Thursday, October 2, 2008

starting a blog tips

I have stroke support group tonight. (I'm the facilitator.) I am planning on presenting some info about starting a blog. Any tips/advice/encouragment you want to give these guys? Thanks, y'all!


Jenn said...

Here are a couple of sites with some good info.

And for fun, here is a site where you can have youf blog turned into a book. I am going to do this eventually. Well, I may need several books.
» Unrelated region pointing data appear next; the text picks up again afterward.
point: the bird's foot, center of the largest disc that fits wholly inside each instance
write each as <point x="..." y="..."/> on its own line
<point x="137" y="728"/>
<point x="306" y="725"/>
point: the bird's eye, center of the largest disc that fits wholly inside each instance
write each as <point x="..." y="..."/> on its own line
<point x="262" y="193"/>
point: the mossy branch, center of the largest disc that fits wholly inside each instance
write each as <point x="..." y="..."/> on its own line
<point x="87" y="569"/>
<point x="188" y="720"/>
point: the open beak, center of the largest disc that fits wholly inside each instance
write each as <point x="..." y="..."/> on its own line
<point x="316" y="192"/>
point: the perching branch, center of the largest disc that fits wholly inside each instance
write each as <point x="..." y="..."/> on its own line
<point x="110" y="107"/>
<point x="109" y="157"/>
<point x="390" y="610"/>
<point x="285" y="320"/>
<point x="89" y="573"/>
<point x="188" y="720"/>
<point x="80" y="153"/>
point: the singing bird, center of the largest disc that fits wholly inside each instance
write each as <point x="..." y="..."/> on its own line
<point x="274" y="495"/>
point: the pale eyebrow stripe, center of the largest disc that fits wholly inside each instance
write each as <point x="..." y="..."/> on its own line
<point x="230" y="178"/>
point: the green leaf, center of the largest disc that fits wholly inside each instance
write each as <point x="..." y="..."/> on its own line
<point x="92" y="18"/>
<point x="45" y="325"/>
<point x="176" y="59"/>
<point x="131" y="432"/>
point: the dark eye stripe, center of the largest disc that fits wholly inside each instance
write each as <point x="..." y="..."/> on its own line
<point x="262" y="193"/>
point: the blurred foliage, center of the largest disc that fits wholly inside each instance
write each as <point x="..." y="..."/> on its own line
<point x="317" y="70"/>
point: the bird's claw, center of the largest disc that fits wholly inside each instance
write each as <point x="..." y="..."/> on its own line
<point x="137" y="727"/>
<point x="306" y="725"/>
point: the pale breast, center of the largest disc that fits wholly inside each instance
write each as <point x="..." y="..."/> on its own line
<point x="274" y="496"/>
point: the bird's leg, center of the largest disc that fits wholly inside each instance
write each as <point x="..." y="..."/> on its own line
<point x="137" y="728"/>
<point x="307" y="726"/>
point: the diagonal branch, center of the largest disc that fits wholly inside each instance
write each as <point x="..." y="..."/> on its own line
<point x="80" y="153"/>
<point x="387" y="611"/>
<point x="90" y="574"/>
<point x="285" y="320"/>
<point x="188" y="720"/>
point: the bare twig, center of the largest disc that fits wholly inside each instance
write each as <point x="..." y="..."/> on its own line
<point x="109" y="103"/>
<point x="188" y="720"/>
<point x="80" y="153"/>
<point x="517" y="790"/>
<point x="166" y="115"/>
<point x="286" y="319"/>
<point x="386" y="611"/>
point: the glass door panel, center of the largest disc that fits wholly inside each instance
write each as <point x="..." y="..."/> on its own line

I tell people to just start. Worry about making it all pretty as you go along, but start writing now.

Lori Cordeiro said...

I am a Recovering Stroke Survivor who started my own Blog in order to be therapeutic for my recovery. I am also an emergency room RN who was disabled by my brain attacks and cannot practice my profession any longer due to residual deficits. My Blog can be found at
My goal now is to help other stroke victims and their caregivers. I also have some personal Posts on my blog in order to fill in friends and family. I would like to thank you for being a facilitator of a stroke support group. Could you let me know where the support group meets, maybe if would be useful to me. I will be putting a Post on my blog tomorrow with the directions I followed when I started my Blog. It does not cost any money to do this, just the payment of personal time and passion. I have found it to be very beneficial and a positive asset to my daily life.

Wheelie said...

I'm not entirely sure why I started my blog some years after my biggy.

I've run a grumpy old man waffly blog for yonks, and as a UK guy, I've posted on the uk Stroke Association.

Impulse, I guess.

My tip for blogging, is to be yourself, and free-flow, and enjoy yourself, and don't be afraid to grumble now and again. It's a great way to let off steam.
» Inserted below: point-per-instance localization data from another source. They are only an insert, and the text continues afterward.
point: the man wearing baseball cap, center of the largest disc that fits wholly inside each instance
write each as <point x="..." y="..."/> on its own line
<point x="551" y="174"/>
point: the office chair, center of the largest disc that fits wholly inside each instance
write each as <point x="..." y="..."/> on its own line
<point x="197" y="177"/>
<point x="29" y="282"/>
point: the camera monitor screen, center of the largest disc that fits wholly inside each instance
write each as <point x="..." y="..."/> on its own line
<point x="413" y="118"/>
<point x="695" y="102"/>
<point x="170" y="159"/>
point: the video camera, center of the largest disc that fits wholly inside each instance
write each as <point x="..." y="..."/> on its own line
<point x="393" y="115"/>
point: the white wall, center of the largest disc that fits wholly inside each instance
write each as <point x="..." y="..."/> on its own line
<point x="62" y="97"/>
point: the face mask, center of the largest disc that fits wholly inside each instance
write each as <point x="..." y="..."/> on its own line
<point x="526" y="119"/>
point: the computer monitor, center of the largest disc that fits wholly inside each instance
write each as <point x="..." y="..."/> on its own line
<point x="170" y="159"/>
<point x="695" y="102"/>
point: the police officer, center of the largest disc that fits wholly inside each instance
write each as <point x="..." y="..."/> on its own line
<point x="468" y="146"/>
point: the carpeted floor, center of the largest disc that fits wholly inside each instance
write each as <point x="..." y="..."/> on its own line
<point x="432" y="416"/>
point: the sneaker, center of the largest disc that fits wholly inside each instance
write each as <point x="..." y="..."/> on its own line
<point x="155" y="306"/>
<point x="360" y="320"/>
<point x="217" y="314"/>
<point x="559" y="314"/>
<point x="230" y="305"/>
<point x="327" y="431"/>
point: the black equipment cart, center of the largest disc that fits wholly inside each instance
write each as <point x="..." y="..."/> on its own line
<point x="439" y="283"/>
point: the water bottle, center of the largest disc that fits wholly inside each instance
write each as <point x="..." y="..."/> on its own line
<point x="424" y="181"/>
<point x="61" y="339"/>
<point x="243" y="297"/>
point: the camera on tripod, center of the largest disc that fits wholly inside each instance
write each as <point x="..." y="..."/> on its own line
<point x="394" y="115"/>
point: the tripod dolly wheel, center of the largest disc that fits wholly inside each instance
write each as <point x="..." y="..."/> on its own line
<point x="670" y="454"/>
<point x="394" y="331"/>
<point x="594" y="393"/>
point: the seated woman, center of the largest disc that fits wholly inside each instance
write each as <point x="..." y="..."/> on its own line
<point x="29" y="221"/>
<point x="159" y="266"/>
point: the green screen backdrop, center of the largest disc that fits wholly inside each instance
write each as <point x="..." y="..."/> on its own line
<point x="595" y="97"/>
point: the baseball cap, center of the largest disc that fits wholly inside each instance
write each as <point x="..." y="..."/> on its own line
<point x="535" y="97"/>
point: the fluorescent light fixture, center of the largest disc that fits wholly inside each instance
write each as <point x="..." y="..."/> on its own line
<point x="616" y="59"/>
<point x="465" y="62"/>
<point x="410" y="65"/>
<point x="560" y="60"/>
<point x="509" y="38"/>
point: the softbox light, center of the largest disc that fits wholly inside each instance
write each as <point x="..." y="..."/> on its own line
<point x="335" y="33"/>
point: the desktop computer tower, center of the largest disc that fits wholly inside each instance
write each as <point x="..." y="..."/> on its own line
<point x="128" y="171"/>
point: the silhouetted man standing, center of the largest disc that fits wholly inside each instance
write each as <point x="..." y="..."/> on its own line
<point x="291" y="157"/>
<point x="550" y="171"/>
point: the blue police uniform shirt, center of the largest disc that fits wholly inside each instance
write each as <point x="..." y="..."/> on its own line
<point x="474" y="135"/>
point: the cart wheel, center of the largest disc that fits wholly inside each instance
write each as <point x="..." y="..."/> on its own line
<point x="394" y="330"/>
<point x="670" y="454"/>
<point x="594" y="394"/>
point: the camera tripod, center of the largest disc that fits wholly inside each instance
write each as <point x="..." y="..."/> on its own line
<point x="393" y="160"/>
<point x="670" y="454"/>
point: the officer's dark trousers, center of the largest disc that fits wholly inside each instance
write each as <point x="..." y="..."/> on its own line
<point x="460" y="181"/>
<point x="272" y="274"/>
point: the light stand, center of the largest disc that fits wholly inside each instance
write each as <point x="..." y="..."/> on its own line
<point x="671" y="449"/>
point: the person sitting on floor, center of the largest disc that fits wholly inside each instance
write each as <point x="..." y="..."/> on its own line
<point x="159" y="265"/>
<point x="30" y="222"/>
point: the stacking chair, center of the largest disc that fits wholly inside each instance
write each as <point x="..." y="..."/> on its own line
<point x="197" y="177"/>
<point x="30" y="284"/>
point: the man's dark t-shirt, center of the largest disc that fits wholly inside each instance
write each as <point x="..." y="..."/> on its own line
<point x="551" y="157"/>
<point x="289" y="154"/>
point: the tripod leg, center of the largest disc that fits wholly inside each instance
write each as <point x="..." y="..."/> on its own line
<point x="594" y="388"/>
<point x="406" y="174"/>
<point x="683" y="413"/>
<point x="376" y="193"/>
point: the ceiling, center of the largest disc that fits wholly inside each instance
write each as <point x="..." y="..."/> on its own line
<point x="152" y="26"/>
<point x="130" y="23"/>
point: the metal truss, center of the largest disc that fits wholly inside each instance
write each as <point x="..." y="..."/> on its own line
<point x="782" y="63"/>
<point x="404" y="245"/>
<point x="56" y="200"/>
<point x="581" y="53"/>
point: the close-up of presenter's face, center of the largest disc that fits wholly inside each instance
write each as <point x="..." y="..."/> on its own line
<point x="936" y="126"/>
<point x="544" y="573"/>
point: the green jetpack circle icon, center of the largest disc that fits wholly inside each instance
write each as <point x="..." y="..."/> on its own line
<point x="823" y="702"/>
There are little hidden problems that no-one tells you about as a stroke survivor - people talking about you as though are invisible, making decisions without you, stuff like that :)

Writing about it helps.

CC said...

Hmmm... great idea!! The reason I became a SLP was my father had a major stroke when I was 18. He is still (amazingly) alive today, but he's been in aphasia support groups ever since. They have been awesome. When I went to grad school I was confident that I would go into this field. Even did my "thesis project" on adults with aphasia. Funny how things change! Now I'm giving away all my adult books!